Épisode méditerranéen, Cévenol et changement climatique :
L'analyse des événements pluvieux extrêmes méditerranéens au cours des dernières décennies permet de dégager les tendances suivantes pour les régions françaises :
● l'intensification des fortes précipitations dans les régions méditerranéennes entre 1961 et 2015 : +22 % sur les maxima annuels de cumuls quotidiens, avec une variabilité interannuelle très forte, qui explique la forte incertitude (de +7 à +39 %) sur l'ampleur de cette intensification.
● l'augmentation de la fréquence des épisodes méditerranéens les plus forts, en particulier ceux dépassant le seuil de 200 mm en 24 h.
L'étude des précipitations intenses et de leur évolution future reste un défi majeur pour les modélisateurs du climat. Ces phénomènes sont en effet relativement mal représentés dans les modèles de climat standard. Au cours de ces dernières années, le programme international CORDEX* a permis de réaliser et de mettre à disposition des ensembles de simulations climatiques régionales à des résolutions spatiales (~10 km) permettant une meilleure représentation des évènements méditerranéens et donc une meilleure confiance dans leurs projections futures.
Les analyses d'extrêmes appliquées aux modèles CORDEX indiquent une augmentation de l'intensité des précipitations intenses sur la partie nord du bassin méditerranéen. Sur la région méditerranéenne française, l'intensification des précipitations extrêmes devrait être de l'ordre de quelques % sur les cumuls quotidiens par °C de réchauffement.
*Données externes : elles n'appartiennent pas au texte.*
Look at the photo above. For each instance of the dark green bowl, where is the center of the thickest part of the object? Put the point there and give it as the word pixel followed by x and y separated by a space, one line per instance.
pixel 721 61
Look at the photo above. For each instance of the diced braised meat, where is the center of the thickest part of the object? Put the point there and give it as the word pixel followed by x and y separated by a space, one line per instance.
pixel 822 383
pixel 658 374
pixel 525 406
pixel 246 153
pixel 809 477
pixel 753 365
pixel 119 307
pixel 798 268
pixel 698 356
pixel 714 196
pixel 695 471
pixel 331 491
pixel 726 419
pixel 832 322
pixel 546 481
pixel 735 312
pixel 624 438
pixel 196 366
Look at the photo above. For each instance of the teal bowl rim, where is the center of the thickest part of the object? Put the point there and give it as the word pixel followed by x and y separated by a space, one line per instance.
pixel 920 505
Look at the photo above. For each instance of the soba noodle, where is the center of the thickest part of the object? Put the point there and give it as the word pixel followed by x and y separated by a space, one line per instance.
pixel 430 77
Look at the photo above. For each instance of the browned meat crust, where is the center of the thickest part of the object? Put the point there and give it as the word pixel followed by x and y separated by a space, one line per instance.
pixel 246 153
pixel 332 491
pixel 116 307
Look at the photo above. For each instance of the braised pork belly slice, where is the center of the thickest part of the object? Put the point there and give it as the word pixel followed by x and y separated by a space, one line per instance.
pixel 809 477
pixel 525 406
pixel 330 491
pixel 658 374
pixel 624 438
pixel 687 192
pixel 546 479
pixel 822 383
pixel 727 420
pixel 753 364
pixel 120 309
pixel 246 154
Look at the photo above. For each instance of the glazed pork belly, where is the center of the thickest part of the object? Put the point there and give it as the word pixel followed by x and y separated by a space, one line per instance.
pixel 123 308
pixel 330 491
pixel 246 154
Même si une augmentation de leur intensité se dessine, l'évolution future des précipitations extrêmes en Méditerranée reste aujourd'hui assez incertaine quantitativement. Les travaux de recherche en cours devraient permettre de progresser sur ce sujet d'une part en combinant mieux les ensembles de simulations globales et régionales de climat et d'autre part en utilisant des modèles climatiques de nouvelle génération pouvant atteindre les échelles kilométriques et représentant mieux la convection atmosphérique. Ces nouveaux modèles devraient également permettre d'étudier l'évolution possible des cumuls de précipitations horaires.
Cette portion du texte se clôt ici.